The entrance to Lake Nakuru National Park,  known for its abundant birdlife

Lake Nakuru National Park is among the smallest of the national parks  but the second-most visited park in Kenya after Nairobi National Park. The park has up to 500 visitors per day, approximately 150,000 per year. 

Soda lakes (of which Lake Nakuru is one) are formed when they are situated near a volcano. Lake Natron in Tanzania is near  Ol  Doinyo Lengai; Lake Magadi in Southern Kenya is near Shobole; Lake Elementeita is near Eburu crater; Lake Begoria is near Laikipia volcanic escarpment; (this volcano is visible from where we live in Keirio valley) and Lake Nakuru lies near Menegai crater.  Most of the volcanoes in the Rift Valley have covered the area with alkaline ashes containing sodium carbonate which is carried to the lakes by rainwater.  If the lakes have no natural drainage, tons of algae is formed in the soda water resulting in millions of flamingo which eat the algae, small insects and crustaceans living in these lakes.

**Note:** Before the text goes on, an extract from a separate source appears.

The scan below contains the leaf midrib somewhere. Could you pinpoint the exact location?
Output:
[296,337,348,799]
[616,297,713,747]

When we arrived in this park, the flamingos had left for Lake Natron. I have previously posted about the beautiful spectacle of flamingoes at Lake Bogoria, so this time at Lake Nakuru I concentrated on the many pelicans and other waterbirds.

From the gate we drove through Fever tree forests to our weekend destination Sarova Lion Hill Game Lodge 
The misspelt word and the lower cap in Christmas, on their promotional banner, was forgiven as we arrived at the lodge entrance and were handed a cold, damp towel to wipe our hot faces and necks

Driving up to the game lodge, we were engulfed in the Christmas feeling. During December, Sarova Hotels had a specific theme for each hotel around the country. To celebrate and embrace the festive season, Sarova Lion Hill Game Lodge brought in a fusion of cultures of the world. The festive air of this upmarket establishment was enhanced by the rich and diverse cuisine, the eye-catching modes of dress in the local tribes welcoming us and infused with the Rhythms of the World.

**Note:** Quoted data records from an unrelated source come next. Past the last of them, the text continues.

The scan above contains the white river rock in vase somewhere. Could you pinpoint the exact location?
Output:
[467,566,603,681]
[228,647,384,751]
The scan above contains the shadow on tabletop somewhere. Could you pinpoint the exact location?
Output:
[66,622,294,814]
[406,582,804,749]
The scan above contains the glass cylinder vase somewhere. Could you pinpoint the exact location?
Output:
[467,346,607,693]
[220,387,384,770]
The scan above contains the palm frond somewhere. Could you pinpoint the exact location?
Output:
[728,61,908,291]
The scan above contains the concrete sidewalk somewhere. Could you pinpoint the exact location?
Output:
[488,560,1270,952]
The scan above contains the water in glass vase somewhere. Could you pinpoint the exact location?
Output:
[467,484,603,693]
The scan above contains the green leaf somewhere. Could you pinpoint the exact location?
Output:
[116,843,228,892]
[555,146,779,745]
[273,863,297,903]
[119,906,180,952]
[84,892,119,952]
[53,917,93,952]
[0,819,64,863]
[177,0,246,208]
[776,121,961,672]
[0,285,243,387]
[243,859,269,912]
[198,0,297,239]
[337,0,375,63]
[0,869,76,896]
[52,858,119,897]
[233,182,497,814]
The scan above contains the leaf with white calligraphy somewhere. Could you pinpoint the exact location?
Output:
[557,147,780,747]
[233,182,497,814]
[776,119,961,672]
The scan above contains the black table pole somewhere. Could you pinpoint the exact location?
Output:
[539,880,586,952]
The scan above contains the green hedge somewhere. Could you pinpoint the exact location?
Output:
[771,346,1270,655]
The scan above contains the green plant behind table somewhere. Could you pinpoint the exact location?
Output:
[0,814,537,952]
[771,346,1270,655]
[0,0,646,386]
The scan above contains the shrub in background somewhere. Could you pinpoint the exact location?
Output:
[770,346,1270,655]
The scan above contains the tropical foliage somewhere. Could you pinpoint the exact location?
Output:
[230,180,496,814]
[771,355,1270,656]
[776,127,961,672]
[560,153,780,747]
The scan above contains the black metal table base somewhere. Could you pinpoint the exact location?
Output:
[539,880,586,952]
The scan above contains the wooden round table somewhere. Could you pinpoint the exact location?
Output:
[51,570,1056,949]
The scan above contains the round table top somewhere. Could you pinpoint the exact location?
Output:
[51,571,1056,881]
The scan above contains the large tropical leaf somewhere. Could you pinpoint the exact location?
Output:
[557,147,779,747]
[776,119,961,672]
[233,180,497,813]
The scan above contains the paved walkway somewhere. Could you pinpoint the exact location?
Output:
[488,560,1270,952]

The view of Lake Nakuru from our room

After a delicious multi-coursed lunch, we rested a while in our rooms and then drove out to see what the park had to offer.

To be continued...


  1. Oh, I wanted to see more of the hotel and the tribal dress along with the rhythms of the world. Next post, perhaps?

  2. I would rather walk than ride a bike. It's for different folks. When at Grand Canyon I see them on long tours in the states. Very ambitious.

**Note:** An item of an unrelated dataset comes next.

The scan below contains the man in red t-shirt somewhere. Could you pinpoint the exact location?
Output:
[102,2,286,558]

    I'll bet the soda lakes are full of unique life. And another distant view from your room.

  3. I think they would have loved to chat.

  4. That's probably what the bikers have done. It's not the first time that I hear that two young man from Belgium did it too, but they are back now. What an adventure !! Your reportage is great again, I feel like travelling, but I have no Christmas feelings anymore and this year, never had. I think the time difference is only 2 h between Kenya and Brussels, like in Egypt you are 2 h ahead of us. Now it's 10 here and 12 in Kenya.

  5. Hi Jo, I am amazed at some of these bikers. They must also be in terrific shape. I think I would rather walk if I can not drive. The lodge at the lake sound like a wonderful place. And the view from your room looks gorgeous. Can't wait to see all the different birds. Have a wonderful Sunday!

  6. Cycling heavily loaded is not a lot of fun as I have discovered. Even more so in the heat of Kenya!! Great photos. Diane

  7. They might have brought their bikes on the plane? Still, quite an undertaking! I have done a little bit of cycling-camping and it's hard work. :)

  8. Nakuru is the second park we visited the first time we went to Kenya in 1987. I loved riding along with you down the through Eldama Ravine. (I'm assuming that was where you saw the bikers.) Oh my poor aching back from just thinking of pedaling that route!

  9. Those bicyclists are quite ambitious...what great memories they will have of their trip! I fondly recall bicycling through central Europe in the early 1970s.

    Lake Nakuru looks beautiful and peaceful.